Monday, September 8, 2014

INGEBORG BACHMANN ~











Anxieties



What then will remain?
I sigh, suffer, search,
and my wanderings
will never end.
The dark shadow
which I have followed from the start
leads me into the deep loneliness of winter.
There I stand still.
The frost coats my hair
and the cold burns through my limbs.
Melodies of dead silence play a dance,
endlessly turning round each other.
Blue spirits leap into the room —
the departed who wandered off before me
desiring, like lords, an ancient right.
Now they will be paid with blossoms
which many summers saw
and which break and fall this winter.
The trees exude the cold from within,
and tears, which the moonlight draws out,
hangs as thin cones coated in ice.
Over there, above the glacier,
the long departed pour out their blood,
and so I follow their example and do the same to them.
I listen close to the centuries,
though I don't want to be swallowed up by them.
Into the shadow which wants to stretch this far
I try to press a vestige of myself,
despite the idle fear of wasting my leaf.







Libraries



The shelves sag.
The volumes are weighted down with the past.
Their sweat is dust.
Their impulse is rigidity.
They no longer struggle.
They have saved themselves
upon the island of knowledge.
Sometimes they've lost their conscience.
Here and there, protruding
from them, human fingers
point directly towards life
or towards heaven.







[ I'm still afraid]



I'm still afraid to snare you with my breath,
drape you with blue banners of the dream,
or outside the misty door of my darkened castle,
burn torches, such that you'd find me . . .

I'm still afraid to free you from shimmering days,
from the golden river bed of time's own river of sun,
fearing my heart would burst silvery above the moon's
own terrible countenance.

Look up and don't look at me!
The banners are sinking, the torches have been extinguished,
the moon follows the course it traces.
It's time you came to seize me, holy madness!







I Know of No Better World



Who knows of a better world should step forward.
Alone, no longer out of bravery, not wiping away this saliva,
this saliva worn upon the cheek
as if to a coronation, as if redeemed, whether at communion
or among comrades. The weak rabbit,
the rat, and those fallen there, all of them,
no longer alone, but as one, though still afraid,
the dream of returning home
in the dream of armament, in the dream
of returning home.







The Radical Means



Wasteland, but only to the eye

that serves life,

feather-light rubble.




__________________


Darkness Spoken, with a foreword by Charles Simic, gathers together Ingeborg Bachmann’s two celebrated books of poetry Borrowed Time and Invocation of the Great Bear, as well as early and late poems not collected in book form, over 100 of them appearing in English for the first time, as well as 25 poems never before published in German. Bachmann is considered one of the most important poets to emerge in postwar German letters, and this volume represents the largest collection available in English translation. Influencing numerous writers from Thomas Bernhard to Christa Wolf to Elfriede Jelinek (winner of the 2004 Nobel Prize in Literature), Bachmann’s poetic investigation into the nature and limits of language in the face of historical violence remains unmatched in its ability to combine philosophical insight with haunting lyricism.

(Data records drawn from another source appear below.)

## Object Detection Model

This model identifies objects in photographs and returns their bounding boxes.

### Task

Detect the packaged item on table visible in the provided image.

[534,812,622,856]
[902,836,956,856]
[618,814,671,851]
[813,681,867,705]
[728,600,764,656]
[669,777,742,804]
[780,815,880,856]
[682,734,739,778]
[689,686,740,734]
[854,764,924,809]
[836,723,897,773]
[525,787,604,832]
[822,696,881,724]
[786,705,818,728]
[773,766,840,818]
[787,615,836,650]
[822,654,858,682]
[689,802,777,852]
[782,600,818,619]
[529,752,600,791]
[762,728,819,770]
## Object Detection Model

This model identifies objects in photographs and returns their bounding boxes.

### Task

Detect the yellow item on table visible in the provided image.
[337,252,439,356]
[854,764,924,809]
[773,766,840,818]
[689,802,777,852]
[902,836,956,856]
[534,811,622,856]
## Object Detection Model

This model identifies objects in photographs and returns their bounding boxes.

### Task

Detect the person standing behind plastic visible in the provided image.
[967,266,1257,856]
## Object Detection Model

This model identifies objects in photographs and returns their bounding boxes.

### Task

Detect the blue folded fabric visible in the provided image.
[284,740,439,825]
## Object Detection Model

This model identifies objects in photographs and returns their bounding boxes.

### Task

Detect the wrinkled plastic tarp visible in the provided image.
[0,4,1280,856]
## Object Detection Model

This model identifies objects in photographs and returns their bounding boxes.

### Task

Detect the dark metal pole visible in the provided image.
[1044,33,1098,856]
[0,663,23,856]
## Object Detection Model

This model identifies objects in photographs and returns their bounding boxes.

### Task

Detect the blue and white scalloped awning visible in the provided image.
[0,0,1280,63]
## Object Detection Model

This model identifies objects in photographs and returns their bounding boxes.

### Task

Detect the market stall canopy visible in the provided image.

Bachmann was born, the eldest of three children, in 1926 in Klagenfurt, Austria. She studied philosophy at the universities of Innsbruck, Graz, and Vienna. In 1953 she received the poetry prize from Gruppe 47 for her first volume, Borrowed Time (Die gestundete Zeit). Her second collection, Invocation of the Great Bear (Anrufung des großen Bären), appeared in 1956. Her various awards include the Georg Büchner Prize, the Berlin Critics Prize, the Bremen Award, and the Austrian State Prize for Literature. Writing and publishing essays, opera libretti, short stories, and novels as well, she divided her time between Munich, Zurich, Berlin, and Rome, where she died in 1973 from a fire in her apartment caused by her falling asleep in bed while smoking a cigarette  — she awoke to find herself surrounded in flames. Horribly burned at age forty seven the poet was gone to us three weeks later.


The translator, Peter Filkins has published two volumes of poetry, What She Knew (1998) and After Homer (2002), and has translated Bachmann’s The Book of Franza and Requiem for Fanny Goldmann. He is the recipient of an Outstanding Translation Award from the American Literary Translators Association and the Berlin Prize from the American Academy in Berlin. He teaches at Simon’s Rock College of Bard in Great Barrington, Massachusetts.